On Monday, the president visited Walter Reed hospital and awarded 11 Purple Hearts to combat veterans. Vice President Joe Biden traveled to Iraq to amplify the message.

“Maybe he’s entitled to the partial victory lap, but this is not the right moment for it,” said analyst Michael O’Hanlon of the Brookings Institution, who has been critical of both Democratic and Republican approaches to the war. “If I were him, I’d wait until we have an Iraqi government, and do it with the Iraqis together.”

O’Hanlon said he was “confused about the planned Oval Office speech.” It could raise unrealistic expectations among the public about the chances for calm in Iraq, he said.

White House officials said the speech, scheduled to begin at 8 p.m. and last 15 to 20 minutes, would acknowledge this week’s deadline as a “milestone” and pay tribute to the 1.5 million Americans who have served in Iraq since 2003.

Obama will address shifting U.S. options now that the country is no longer technically at war in Iraq, including a greater emphasis on Afghanistan and Pakistan – and the domestic economy.


C-sections account for one-third of all births in United States

More women will be giving birth by C-section for the foreseeable future, government scientists said Monday, releasing a study into the causes of a trend that troubles maternal health experts.

Overall, cesarean deliveries account for about a third of births in the U.S. While much attention has recently focused on women having repeat C-sections, researchers with the National Institutes of Health found that nearly one third of first-time moms delivered by cesarean.

That is “somewhat surprising,” said Dr. Jun Zhang, lead author of a study that looked at nearly 230,000 deliveries in 19 hospitals around the country. “It has consequences for future pregnancies.”

Many doctors and hospitals follow a policy of “once a cesarean, always a cesarean.”

The study also suggested a link between chemically induced labor and higher likelihood of a C-section. Women whose labor was induced were twice as likely to have a cesarean. The authors said more research is needed to clarify if there’s a cause-and-effect relationship.

Many medical experts consider cesarean deliveries to be a major component of “overtreatment” in the U.S. Indeed, new clinical recommendations say vaginal birth is safe for most women who have had a first C-section.


Mosque developers form nonprofit, owe back taxes

The developers behind a proposed Islamic cultural center and mosque near ground zero have formed a nonprofit organization, an important step as they move forward with their fundraising efforts.

Meanwhile, New York City officials confirmed Monday the developers owe more than $200,000 in back taxes on the Manhattan building where the Park51 center is slated to open.
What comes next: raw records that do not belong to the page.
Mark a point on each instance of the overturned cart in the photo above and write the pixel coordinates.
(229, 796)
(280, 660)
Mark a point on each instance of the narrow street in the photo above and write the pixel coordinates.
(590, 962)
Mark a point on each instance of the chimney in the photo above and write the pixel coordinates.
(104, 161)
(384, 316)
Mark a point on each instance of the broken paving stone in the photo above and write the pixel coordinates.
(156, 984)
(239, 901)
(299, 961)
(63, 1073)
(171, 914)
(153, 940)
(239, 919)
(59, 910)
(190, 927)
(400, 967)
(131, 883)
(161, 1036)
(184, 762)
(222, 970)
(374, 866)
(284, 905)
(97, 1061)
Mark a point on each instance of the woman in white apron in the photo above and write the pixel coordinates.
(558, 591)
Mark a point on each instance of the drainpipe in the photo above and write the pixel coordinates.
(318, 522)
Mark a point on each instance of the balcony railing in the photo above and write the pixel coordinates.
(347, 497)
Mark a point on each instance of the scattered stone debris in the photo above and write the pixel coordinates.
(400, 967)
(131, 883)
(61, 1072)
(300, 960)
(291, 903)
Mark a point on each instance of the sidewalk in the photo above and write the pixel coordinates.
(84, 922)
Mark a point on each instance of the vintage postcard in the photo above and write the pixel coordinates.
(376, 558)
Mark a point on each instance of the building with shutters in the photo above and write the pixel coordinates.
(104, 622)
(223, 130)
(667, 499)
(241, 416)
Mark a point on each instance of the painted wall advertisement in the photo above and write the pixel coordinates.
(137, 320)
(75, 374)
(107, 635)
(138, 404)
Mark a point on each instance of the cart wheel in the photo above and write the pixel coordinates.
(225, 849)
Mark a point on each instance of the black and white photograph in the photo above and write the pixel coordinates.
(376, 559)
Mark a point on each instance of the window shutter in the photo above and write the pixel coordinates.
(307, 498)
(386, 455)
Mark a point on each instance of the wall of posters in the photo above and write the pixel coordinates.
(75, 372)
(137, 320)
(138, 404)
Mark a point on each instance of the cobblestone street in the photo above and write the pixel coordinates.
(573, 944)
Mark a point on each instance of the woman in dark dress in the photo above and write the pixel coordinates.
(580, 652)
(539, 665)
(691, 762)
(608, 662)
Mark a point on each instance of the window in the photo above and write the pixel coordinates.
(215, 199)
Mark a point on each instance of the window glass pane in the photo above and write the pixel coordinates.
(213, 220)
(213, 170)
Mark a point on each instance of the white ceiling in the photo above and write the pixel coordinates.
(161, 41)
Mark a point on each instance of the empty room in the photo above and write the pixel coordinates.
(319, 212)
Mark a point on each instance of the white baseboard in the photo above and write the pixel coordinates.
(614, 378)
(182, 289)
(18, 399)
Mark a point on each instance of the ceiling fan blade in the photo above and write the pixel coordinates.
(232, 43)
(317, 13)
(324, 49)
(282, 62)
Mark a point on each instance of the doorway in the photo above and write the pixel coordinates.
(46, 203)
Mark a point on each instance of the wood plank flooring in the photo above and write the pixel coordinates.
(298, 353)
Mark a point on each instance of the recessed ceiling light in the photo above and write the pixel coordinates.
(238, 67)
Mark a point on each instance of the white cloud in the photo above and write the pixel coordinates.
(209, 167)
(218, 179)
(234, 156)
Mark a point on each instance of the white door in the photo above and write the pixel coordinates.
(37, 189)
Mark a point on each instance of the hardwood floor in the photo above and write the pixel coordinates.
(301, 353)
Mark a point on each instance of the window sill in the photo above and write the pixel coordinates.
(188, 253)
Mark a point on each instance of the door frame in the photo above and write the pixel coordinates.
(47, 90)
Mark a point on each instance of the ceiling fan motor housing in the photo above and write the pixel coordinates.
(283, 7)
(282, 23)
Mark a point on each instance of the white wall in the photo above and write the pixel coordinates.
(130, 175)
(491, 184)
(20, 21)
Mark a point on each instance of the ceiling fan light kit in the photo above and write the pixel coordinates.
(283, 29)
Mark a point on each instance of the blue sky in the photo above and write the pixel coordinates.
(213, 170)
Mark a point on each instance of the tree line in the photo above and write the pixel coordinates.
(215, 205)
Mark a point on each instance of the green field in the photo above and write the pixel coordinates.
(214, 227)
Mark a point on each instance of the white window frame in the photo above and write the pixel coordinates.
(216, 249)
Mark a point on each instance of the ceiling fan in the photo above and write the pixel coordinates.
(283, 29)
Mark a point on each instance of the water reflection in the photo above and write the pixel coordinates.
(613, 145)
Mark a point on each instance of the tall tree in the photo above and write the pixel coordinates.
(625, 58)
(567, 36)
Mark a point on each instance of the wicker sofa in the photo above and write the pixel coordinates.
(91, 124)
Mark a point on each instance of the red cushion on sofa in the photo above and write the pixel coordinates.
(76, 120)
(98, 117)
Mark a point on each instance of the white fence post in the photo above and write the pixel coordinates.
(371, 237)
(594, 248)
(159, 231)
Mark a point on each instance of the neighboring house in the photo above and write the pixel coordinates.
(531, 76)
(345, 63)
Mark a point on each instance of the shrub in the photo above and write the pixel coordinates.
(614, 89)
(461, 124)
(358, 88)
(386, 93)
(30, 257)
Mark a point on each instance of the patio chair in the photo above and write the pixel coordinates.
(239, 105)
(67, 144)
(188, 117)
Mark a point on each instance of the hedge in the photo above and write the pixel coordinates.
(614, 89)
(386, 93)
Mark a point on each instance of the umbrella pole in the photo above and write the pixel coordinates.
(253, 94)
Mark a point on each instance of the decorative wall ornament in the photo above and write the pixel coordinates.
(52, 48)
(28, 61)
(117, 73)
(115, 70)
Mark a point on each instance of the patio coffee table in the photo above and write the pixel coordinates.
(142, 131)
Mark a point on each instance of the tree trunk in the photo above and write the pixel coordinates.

The developers say they’re challenging the real estate assessment to reduce the property taxes.

The nonprofit Park51 Inc. was incorporated in Delaware on Aug. 23. The papers were then submitted to New York state’s Charities Bureau.

KABUL, Afghanistan

Seven U.S. troops killed by roadside bombs in day

Roadside bombs killed seven American troops on Monday – including five in a single blast in Kandahar – raising to more than a dozen the number who have died in the last three days.

The spike in deaths comes as President Hamid Karzai has publicly raised doubts about the U.S. strategy in the war, saying success cannot be achieved until more Afghans are in the front lines and insurgent sanctuaries in Pakistan are shut down.


Drill begins work to free 33 men trapped in mine

An enormous drill began preliminary work Monday on carving a half-mile chimney through solid rock to free the 33 men trapped in a Chilean mine, their ordeal now having equaled the longest known survival in an underground disaster.

The 31-ton drill bored 50 feet into the rock, the first step in the weeklong digging of a “pilot hole” to guide the way for the rescue. Later the drill will be outfitted with larger bits to expand the hole and pull the men through – a process that could take four months.

The men were trapped Aug. 5 in the mine in the northern Atacama Desert.